Turing Pharmaceuticals, which has been at the center of public criticism for drastically hiking the price of a generic drug for a rare disease, announced Friday the ouster of its unpopular CEO Martin Shkreli in the wake of his arrest this week on charges of securities fraud.
Turing's Board Chairman Ron Tilles will additionally serve as interim CEO until a permanent leadership replacement is determined, the company announced.
The move comes one day after Shkreli was arrested by the FBI over allegations he misled investors of a hedge fund he managed during the time he was head of another biopharmaceutical company, Retrophin.
“We wish to thank Martin for helping us build Turing Pharmaceuticals into the dynamic research-focused company it is today, and wish him the best in his future endeavors,” Tilles said in a statement. “At the same time, I am very excited about the opportunity to guide Turing Pharmaceuticals forward. We remain committed to ensuring that all patients have ready and affordable access to Daraprim and Vecamyl. Research development on new medications continues to be a priority for the company.”

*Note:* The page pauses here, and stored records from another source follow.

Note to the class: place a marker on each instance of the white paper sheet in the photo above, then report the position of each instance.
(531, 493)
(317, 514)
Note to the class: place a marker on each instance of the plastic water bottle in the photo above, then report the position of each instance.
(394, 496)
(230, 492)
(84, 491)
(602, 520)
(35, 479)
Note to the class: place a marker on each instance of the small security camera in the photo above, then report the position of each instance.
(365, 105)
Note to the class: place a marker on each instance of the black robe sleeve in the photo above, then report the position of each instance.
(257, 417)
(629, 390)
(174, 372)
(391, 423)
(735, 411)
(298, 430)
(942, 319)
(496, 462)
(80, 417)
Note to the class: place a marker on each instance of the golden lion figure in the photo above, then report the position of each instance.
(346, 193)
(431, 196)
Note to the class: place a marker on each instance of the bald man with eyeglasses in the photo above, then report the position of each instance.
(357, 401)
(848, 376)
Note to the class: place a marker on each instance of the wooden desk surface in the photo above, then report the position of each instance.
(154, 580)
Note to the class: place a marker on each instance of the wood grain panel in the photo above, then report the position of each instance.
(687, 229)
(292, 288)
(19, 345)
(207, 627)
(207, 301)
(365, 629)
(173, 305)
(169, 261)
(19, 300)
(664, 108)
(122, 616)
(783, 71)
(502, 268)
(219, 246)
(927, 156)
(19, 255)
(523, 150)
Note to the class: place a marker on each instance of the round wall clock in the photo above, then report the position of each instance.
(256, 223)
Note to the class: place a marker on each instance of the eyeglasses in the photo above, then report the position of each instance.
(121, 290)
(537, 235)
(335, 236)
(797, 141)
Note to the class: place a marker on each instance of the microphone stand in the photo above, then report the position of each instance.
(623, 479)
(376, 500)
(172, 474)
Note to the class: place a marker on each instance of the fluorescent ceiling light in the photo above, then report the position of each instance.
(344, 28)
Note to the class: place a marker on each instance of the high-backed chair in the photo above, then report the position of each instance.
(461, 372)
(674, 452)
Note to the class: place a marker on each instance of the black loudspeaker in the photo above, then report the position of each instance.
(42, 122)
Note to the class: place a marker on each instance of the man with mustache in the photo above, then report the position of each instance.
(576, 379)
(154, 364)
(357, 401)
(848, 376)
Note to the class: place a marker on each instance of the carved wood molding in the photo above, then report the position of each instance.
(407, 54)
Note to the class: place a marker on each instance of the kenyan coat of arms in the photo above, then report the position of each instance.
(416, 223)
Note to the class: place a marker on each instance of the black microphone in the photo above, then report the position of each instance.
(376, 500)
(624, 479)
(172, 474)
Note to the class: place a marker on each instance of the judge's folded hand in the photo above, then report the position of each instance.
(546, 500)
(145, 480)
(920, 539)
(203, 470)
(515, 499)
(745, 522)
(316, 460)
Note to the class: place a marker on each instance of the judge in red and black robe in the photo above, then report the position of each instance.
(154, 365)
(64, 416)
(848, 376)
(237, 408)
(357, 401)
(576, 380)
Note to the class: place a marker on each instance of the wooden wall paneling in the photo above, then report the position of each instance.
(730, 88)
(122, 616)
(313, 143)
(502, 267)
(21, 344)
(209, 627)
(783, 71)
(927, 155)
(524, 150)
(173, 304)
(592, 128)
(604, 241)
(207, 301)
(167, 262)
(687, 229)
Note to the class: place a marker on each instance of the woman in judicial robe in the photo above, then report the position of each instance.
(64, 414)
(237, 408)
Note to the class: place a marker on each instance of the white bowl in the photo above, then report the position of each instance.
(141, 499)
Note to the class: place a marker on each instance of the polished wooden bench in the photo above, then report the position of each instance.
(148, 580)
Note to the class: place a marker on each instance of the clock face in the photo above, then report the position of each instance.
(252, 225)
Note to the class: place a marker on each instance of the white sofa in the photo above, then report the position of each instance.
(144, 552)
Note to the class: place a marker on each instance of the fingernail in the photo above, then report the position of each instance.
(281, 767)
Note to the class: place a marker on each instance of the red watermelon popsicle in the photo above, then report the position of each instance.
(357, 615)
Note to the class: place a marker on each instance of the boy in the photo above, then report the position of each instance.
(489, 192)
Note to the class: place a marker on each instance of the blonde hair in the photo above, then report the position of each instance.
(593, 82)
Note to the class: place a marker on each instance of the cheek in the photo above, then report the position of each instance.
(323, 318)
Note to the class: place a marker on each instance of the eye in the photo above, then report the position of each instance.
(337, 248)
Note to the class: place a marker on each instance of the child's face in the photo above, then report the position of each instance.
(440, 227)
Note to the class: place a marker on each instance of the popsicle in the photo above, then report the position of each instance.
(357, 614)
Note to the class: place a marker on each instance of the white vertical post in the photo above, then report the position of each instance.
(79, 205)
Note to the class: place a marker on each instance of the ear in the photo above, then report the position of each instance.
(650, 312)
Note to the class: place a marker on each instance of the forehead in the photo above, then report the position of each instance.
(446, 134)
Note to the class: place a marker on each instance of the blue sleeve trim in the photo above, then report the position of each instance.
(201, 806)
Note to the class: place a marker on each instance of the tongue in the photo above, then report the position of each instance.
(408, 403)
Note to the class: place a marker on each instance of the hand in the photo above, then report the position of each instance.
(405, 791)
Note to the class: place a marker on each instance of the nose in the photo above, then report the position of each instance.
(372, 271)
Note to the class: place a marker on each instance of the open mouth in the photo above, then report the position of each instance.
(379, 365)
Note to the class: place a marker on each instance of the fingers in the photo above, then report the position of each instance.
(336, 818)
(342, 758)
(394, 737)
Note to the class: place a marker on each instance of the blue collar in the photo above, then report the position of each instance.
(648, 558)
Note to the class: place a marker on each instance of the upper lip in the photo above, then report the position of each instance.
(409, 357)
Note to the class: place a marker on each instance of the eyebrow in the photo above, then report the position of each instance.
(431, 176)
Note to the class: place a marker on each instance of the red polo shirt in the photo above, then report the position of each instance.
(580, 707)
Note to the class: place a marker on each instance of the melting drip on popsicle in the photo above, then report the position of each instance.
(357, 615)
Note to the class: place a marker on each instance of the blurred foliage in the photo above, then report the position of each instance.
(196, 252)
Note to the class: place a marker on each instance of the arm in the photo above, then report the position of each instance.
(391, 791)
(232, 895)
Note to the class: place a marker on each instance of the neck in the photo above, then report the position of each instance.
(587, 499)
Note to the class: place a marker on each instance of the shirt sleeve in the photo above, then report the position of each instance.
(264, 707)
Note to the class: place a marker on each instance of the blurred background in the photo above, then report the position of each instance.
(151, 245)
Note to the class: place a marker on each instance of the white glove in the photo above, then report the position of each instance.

Turing and Shkreli first gained notoriety in September when the company announced it had purchased the rights to sell the generic drug pyrimethamine, the only known treatment for the parasitic infection toxoplasmosis, only to raise the price from $13.50 to $750 per pill under the brand name Daraprim.
The move sparked outrage from health advocates and politicians, who pointed to Turing and Shkreli as prime examples of corporate greed and price-gouging by the drug industry.
Shkreli again made headlines when it was announced he had become CEO of California-based firm KalosBios Pharmaceuticals in November. In early December, he bought the rights to sell another generic drug benznidazole, used to treat Chagas' disease, a parasitic infection mostly found in South and Central America. Like Daraprim, Shkreli planned to raise the current price of benznidazole from about $100 for a course of treatment to as much as $100,000.
As part of that transaction, the company stated plans to apply for Food and Drug Administration approval of the drug to sell it in the U.S., in order to obtain a priority review voucher, which allows drugmakers to speed up review of their products by several months.
The FDA grants the voucher as a reward when a company develops and gets approval for a treatment of one of 17 identified tropical diseases, or develops a therapy for a rare pediatric condition that affects more than 50% of those under the age of 18, and has fewer than 200,000 U.S. cases, according to the agency's guidance.
Companies who obtain such vouchers can either use it to fast-track review another one of their drugs, or opt to sell the voucher to another company. Such transactions recently have become a market of it own, with the last voucher selling for more than $350 million in August.
Critics say that choice exposes a flaw within the voucher program, which was intended to incentivize new drug development.
“It's not that he's exploiting a loophole, he's exploiting the design of the program,” said Robert Weissman, president of the consumer advocacy organization Public Citizen. “The program creates this high-value voucher, without any check that the voucher being awarded is in any way commensurate with the value of the product that was being registered.”